Sunday, February 14, 2016

Deep Learning AlphaGo beats Go-prof Fan Hui (2p)

[NL versie]

Almost twenty years ago program Deep Blue from IBM for the first time defeated the then chess world champion Gari Kasparov. In a match of six games with standard tournament thinking time Deep Blue won with 3.5 - 2.5. Kasparov accused IBM of false play and demanded an immediate return match. IBM refused and announced Deep Blue's retirement.

This week pioneering news went all over the world: AI program AlphaGo from DeepMind wins five game match against ruling European Champion Fan Hui (2p). Never before a computer program defeated a Go-prof with 5-0 in formal games without handicap en 1h normal thinking time (3x30s byoyomi, 19x19, 7.5 komi, chinese rules). The most challenging and complex job until now, both for computers and artificial intelligence worldwide, thus appears to be brought to completion. That would be a huge milestone in history of mankind.

The match took place already October 5-9th 2015 as a matter of fact, behind closed doors in the Google DeepMind office in London. Not until the recent research publication, about the working of the AI program, all details of the match were shared. Playing conditions and thinking time were chosen by Fan Hui himself, preceding the match. An independent arbiter judged the validity of the moves and the proceedings of the game. Also, it was agreed that the overall match outcome would be determined exclusively by the formal game results (informal games included the result would have been 8-2 for AlphaGo).

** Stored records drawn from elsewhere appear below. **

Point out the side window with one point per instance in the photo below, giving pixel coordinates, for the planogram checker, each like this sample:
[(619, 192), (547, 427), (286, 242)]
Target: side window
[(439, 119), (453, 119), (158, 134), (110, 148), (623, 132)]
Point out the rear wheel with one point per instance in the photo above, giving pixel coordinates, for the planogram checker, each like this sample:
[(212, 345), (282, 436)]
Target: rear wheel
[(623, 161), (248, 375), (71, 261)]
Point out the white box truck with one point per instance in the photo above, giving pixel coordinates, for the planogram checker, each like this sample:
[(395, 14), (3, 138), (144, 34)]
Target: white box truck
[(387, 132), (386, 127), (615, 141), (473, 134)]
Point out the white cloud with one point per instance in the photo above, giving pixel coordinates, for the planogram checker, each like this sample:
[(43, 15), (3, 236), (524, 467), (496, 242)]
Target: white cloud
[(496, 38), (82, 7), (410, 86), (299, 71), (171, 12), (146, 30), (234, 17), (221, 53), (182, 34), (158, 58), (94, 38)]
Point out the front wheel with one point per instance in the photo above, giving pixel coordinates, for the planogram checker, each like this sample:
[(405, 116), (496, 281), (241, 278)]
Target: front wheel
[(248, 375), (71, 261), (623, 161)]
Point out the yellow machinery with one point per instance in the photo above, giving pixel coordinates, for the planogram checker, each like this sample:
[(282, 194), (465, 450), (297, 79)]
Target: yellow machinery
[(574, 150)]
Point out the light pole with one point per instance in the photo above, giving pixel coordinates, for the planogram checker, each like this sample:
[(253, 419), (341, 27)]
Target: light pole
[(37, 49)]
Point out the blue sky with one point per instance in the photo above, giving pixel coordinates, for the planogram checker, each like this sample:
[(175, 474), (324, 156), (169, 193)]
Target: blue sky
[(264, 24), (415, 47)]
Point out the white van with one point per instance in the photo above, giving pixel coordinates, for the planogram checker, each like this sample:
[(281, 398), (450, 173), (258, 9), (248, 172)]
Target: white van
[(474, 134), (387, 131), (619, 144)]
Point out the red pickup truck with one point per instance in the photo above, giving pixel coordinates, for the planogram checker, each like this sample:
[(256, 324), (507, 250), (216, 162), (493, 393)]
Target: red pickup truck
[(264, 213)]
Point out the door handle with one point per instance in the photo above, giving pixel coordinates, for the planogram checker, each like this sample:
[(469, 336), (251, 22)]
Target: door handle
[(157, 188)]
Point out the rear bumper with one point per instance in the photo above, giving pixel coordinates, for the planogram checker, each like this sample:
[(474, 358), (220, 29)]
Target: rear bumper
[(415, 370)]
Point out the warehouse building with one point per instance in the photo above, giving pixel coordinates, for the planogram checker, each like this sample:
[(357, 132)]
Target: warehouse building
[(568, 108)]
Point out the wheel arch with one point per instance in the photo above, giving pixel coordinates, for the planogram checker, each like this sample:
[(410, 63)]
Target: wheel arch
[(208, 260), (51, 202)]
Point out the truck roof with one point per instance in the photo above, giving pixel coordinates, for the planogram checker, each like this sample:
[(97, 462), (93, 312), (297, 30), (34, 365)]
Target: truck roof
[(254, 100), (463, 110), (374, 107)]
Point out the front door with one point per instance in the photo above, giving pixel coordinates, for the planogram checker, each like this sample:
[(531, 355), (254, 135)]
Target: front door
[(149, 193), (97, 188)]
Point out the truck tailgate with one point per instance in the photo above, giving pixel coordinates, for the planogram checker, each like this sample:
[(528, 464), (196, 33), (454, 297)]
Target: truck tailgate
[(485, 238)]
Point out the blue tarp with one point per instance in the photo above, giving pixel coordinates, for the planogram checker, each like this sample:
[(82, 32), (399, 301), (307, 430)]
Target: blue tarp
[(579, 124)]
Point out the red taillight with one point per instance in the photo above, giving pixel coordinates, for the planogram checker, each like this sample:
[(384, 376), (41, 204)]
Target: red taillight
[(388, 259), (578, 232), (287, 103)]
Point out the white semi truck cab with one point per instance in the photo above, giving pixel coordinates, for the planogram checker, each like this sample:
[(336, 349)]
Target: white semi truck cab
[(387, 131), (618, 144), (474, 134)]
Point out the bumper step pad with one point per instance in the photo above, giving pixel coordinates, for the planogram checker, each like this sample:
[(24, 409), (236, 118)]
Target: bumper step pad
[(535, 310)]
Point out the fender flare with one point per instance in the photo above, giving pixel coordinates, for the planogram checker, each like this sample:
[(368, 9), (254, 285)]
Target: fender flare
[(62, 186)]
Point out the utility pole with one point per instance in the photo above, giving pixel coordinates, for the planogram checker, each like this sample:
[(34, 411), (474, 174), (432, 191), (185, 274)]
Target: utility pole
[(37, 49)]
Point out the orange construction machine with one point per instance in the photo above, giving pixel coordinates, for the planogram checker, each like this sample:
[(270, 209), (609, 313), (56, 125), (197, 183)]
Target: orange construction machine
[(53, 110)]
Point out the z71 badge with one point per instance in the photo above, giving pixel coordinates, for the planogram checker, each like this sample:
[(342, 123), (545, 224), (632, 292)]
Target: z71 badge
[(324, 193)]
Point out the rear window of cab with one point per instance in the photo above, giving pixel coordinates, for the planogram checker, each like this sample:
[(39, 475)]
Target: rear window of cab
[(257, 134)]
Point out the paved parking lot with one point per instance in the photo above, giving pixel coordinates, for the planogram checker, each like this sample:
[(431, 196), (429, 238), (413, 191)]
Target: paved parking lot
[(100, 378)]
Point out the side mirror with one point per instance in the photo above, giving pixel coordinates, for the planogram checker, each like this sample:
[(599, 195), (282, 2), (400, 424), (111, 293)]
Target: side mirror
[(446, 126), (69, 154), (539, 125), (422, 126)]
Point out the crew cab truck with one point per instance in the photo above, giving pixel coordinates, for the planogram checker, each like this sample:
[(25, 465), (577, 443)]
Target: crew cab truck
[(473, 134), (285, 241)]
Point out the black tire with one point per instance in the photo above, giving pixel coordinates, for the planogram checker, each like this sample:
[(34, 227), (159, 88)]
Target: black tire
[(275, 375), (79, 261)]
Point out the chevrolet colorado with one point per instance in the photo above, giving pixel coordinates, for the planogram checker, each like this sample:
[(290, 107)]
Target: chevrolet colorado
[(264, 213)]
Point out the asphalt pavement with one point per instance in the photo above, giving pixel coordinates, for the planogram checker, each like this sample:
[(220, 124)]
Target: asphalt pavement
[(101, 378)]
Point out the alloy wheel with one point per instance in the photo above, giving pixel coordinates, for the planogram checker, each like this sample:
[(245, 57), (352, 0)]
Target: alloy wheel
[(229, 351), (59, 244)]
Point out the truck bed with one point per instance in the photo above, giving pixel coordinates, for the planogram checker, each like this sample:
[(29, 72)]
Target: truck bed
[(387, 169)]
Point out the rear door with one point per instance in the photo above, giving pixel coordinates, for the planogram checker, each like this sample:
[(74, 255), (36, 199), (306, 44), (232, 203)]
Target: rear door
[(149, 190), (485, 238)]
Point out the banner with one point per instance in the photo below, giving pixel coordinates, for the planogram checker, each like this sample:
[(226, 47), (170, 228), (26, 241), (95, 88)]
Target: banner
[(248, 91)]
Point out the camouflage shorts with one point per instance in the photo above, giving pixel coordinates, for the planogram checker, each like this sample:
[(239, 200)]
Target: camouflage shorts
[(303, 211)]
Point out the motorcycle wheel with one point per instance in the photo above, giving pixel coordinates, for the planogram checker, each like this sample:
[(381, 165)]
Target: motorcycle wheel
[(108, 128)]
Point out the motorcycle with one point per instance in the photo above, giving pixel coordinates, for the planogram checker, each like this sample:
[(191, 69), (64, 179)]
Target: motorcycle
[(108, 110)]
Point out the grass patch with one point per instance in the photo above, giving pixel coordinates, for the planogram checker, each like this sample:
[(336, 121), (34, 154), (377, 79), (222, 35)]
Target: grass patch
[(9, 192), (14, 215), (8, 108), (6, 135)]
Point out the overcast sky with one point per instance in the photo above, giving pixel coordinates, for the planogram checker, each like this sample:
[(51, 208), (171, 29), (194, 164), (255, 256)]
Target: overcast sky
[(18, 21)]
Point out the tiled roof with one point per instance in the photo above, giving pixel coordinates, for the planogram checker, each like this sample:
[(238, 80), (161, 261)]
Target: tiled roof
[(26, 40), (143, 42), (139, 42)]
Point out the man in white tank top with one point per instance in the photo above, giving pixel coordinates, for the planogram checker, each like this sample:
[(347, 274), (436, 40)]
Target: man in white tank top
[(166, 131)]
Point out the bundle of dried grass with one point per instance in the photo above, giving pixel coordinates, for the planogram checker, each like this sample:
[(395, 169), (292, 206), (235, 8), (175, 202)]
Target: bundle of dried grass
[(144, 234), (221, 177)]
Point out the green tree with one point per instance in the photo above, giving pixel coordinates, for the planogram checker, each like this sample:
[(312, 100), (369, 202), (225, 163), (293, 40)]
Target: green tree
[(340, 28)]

Who had thought in 1985, when Ronald Schlemper (7d) organised the central youth Go-training in the Netherlands, that a little over 30 years later a program would be able to win a no-handicap game against a 2d prof? Or in 1987, when Robert Rehm and Peter Zandveld made a bet (for 2000 dutch florines) about whether in the year 2000 a Go-program would be able to win a nine-stone handicap game against Robert Rehm (5d)? Robert won easily from HandTalk (creator Chen, Zhixing), one of the strongest Go-programs of the world at the time, and stated that it would have been even much easier if HandTalk would have had 25 stones handicap. Or in 1989, when Mark Boon for the first time became world champion computer Go and a special training Go-program would have been really proud if it could win from a 10th kyu amateur?

The spectacular breakthrough of AlphaGo happens just a few years after Takemiya Masaki (9p) was beaten in a 4-stone handicap game by program Zen (in 2012). And Yoshio Ishida (9p) by program Crazy Stone (in 2013, also with 4 stones handicap). Since AlphaGo's strength is a least that of chinese origin Go-prof Fan Hui --who learned to play Go at age 7, became 1d professional already at age 16, and who breathes and lives Go for more than 25 years-- is the question: 'Do we have to accept the fact that artificial intelligence starts to become proficient in the game of Go?'

Has the time now really begun that the immense complex game of Go, with more possible positions than atoms in the visible universe, has been comprehended completely, is fully understood and solved now, and will not be able to offer us new challenges?  Should we perhaps better find us another hobby and from today on start to be absorbed in the Japanese art of flower arrangement Ikebana?

AlphaGo in a Nutshell

AlphaGo is based on a type of artificial intelligence named Deep Learning. In brief, this is a technique for efficiently learning associations and patterns from a giga amount of data. To this end, different complex layers of self-learning algorithms (neural networks) are used. After extended training, a neural network can learnfor example, to recognize faces in images or translate spoken sentences correctly.  Once fit, the trained system also can try to find similar and unknown associations and patterns in new data.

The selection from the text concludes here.